自然の力を借りて治療や健康増進を行うことができる場所や地域のこと。ドイツ発祥の考え方で、独単語「クアオルト(Kurort)」は療養地や健康保養地と訳される。「治療や手当のための滞在」を意味するクア(Kur)と「場所や地域」を意味するオルト(Ort)が組み合わさったできた言葉。

 ドイツでは、国が認めたクアオルト(特定の地域や自治体)に医師や看護師、理学療法士などの専門家が往診・常駐している保養施設が設置されており、医療保険を使って療養することができる。手術後の体力回復や精神疾患患者の療養、健康づくりなど、その目的は多岐に渡る。
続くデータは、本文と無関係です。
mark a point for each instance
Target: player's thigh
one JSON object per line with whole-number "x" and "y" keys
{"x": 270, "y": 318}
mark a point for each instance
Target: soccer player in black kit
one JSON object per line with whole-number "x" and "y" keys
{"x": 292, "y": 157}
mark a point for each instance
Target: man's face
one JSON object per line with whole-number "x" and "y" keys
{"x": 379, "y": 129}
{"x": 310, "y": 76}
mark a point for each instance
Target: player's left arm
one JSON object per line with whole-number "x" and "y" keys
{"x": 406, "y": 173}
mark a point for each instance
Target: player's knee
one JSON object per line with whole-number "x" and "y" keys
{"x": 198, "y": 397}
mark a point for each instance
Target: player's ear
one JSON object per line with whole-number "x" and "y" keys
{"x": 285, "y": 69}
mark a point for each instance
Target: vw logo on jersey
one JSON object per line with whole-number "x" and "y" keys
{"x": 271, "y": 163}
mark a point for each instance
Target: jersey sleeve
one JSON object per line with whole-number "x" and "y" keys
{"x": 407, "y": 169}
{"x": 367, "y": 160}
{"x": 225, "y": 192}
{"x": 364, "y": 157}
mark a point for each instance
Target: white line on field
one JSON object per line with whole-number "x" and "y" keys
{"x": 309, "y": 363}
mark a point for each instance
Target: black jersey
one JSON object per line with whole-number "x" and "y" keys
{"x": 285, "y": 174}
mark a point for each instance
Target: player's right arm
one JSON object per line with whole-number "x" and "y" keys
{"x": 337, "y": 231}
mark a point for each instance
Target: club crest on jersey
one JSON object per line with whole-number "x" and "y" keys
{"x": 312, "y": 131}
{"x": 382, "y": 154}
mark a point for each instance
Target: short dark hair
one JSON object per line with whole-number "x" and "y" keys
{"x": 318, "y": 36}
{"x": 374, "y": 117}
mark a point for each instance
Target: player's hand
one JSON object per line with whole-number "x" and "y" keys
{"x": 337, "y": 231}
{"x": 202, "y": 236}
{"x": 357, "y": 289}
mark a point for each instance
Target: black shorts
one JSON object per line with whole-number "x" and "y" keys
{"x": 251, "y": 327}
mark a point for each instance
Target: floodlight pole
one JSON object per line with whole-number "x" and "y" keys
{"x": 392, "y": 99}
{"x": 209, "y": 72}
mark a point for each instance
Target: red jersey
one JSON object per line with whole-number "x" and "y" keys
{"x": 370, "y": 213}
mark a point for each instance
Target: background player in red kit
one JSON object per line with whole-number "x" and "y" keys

 具体的には、(1)温泉や泥、蒸気など土壌に由来するもの、(2)海水や海風、海の泥などの海に由来するもの、(3)太陽光線や清浄な空気など気候に由来するもの、(4)クナイプ療法、のいずれかの要素を活用して療養する。クナイプ療法とは、1800年代にドイツのセバスチャン・クナイプ神父が確立したもので、自然の力を利用して人が本来持っている自然治癒力を高めることを追求した健康法である。(1)~(4)のどの要素を活用するかや、どこのクアオルトに滞在するかは、症状などに応じて選択する。